What do you do when your worst fear comes true?
For the father of Hasini, a seven-year-old who was sexually assaulted, murdered and burnt in Chennai, this nightmare came to life on Tuesday. The accused in his daughter's case was granted bail by a Mahila Court in Chengalpet. This was after the Madras High Court quashed 22-year-old Dhasvanth’s detention under the Goondas act. He was arrested in February for the little girl’s rape and murder.
"My first instinct was to make sure my wife did not hear about this," says 36-year-old *Rajesh, who was at his native village in Andhra Pradesh when he heard the devastating news. "I told her my phone is broken and needed hers for two days. I couldn't sleep the whole night. I am just in shock. How can they let him go like this?" he asks, tensed.
Dhasvanth, who resided in the same apartment complex as Rajesh's family in Mugalivakkam had allegedly lured the child into his apartment, sexually assaulted and murdered her. He then went on to burn the little girl’s body. Neighbours had alleged that the mechanical engineer had brought a puppy home about five months back and used that to get close to the children in the flat.
On March 20, even as investigations were underway, police slapped the Goondas act against him. Dhasvanth's father had applied for his bail in a Mahila Court in Chengalpet even before the he was booked under the Goondas Act.
Dhasvanth’s father had then filed a habeas corpus petition in front of the Madras High Court. The court on Tuesday accused the police of not responding to the petition filed by the father on time and of delaying the case.
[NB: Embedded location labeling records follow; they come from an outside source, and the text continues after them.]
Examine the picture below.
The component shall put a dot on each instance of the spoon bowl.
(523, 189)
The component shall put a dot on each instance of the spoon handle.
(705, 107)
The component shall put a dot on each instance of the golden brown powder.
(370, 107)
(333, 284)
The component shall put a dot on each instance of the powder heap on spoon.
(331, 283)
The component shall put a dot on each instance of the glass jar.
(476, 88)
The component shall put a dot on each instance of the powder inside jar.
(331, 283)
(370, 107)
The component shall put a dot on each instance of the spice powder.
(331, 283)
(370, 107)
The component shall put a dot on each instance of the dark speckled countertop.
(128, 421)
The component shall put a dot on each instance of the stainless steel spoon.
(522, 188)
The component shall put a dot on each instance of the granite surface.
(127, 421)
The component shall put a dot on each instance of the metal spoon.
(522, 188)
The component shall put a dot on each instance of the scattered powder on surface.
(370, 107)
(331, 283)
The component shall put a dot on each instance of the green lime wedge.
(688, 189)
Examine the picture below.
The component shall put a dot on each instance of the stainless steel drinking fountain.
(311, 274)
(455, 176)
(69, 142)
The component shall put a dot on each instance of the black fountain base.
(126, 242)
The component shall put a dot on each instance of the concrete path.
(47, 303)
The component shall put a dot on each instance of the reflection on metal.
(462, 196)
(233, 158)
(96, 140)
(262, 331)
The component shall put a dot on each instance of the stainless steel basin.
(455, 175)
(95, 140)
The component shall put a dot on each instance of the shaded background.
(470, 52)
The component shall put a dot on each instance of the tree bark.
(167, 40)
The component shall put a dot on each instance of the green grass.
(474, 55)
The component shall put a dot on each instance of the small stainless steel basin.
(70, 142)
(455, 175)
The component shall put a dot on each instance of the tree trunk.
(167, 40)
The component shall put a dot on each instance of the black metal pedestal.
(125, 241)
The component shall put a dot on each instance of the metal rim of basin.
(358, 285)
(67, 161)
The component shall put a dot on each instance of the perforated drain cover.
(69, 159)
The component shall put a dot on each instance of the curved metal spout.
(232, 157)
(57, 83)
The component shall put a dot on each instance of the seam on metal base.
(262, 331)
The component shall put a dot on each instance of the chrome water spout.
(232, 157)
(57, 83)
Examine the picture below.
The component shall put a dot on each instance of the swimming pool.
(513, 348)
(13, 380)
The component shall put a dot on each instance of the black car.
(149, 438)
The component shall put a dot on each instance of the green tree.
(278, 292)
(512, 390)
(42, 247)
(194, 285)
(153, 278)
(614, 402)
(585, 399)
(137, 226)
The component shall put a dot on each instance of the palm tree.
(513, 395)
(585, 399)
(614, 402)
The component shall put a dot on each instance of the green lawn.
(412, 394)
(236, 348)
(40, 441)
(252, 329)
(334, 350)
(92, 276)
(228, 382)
It further added that this was against the rights of the petitioner. Thus, Dhasvanth’s detention under Goondas Act was set aside.
“I was surprised when he got bail, I never thought he would. Senior police officers had promised me that he won't get bail for a year as they had invoked the Goondas Act on him, Rajesh told TNM.
The distraught father, who reached Chennai on Wednesday night, insists that in spite of the setbck, he holds on to his belief in the justice system.
“What is the message that the High Court is giving? Many people told me not to pursue a legal battle, but I believed in justice. I am unable to answer all those people who never trusted the legal system. The message from the court is that we can murder, we can do anything, but we can get bail. Even now I believe in the system. I will fight, my child won't come back,“ he said.
"He is a hardened criminal and clearly letting him out like this is a danger to the society. What if he does something to other children? The court has to think about this case from a humanitarian point of view. A threat to society has been unleashed on the order of the courts," says Rajesh, alarmed.
He was also upset that well known senior lawyer B Kumar, who had appeared for many high profile clients like Jayalalithaa, was the Dhasvanth’s lawyer.
“B Kumar is such a big lawyer; he has come to argue on behalf of him. I was surprised. But I will fight. Whoever comes, let B Kumar come, let anyone come; even if High Court goes against me, I will fight. And if I fail, it doesn't mean it's my failure, it's the system's failure,” he said.
Sherin working with Nakshatra NGO, who has been helping the father says that it is a collective failure, and one cannot single out the police and judiciary. "It takes weeks for a post mortem report, five months for the DNA report to come. How will things proceed smoothly then. He is out on bail, we can't do much. But we want a swift trial," she said.
In an interview to TNM in August, this father had said that he would kill the accused himself but that he believed in the system.
"The court was doing its duty but now, they have failed to protect people. Isn't that the primary responsibility? So many others will feel emboldened by this bail order," he warns now.
While Rajesh was convinced until now about sticking with the case, despite many people telling him to drop it, he seems quite dejected now. This bail order is perhaps the biggest blow to Rajesh's fight for justice in the last seven months.
"Now, I will seek an appointment with the Chennai Commissioner and ask him what can be done. If the system fails us, we don't have a choice but to get out of it," he says.
TNM, as part of its ethical standards, does not share names of victims of sexual assault. In this case, as the victim is no more, and in the interest of justice, we have received written permission from her father to name Hasini.